City Councilman Russ Jehl and I released a responsible plan that funded all the great services Fort Wayne families expect and deserve without an income tax increase.
The economy is turning around just as those going back to work in Fort Wayne will be greeted with higher income taxes than necessary. The Indiana Department of Workforce development reported this month that Indiana’s private sector employment rate is at a pre-recession level of 2,516,600 that hasn’t been seen since the July 2008 level of 2,513,300.
I know there’s a Fort Wayne in the near future with higher incomes in a better economy and we have a duty to plan for the long term by tightening our belts when folks in the Summit City have to tighten theirs.
The concept that the City Administration needed to raise taxes because it “lost revenue” from the property tax caps is taxpayer representation of the worst sort — it’s not the government’s money to lose.
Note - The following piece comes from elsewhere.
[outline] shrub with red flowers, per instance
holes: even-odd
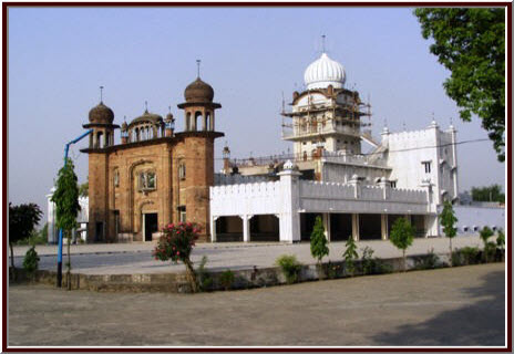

Smaller tax revenue in a down economy only makes common sense to Hoosiers in all of Allen County who will now see even less take-home pay as a result of this income tax increase. The solution is not to subtract dollars from hardworking families pressed with the very real effect of lost family revenue.
I see a brighter future for Fort Wayne and we introduced a plan that was optimistic about growth. We can do better to protect the taxpayers who are the engine of growth.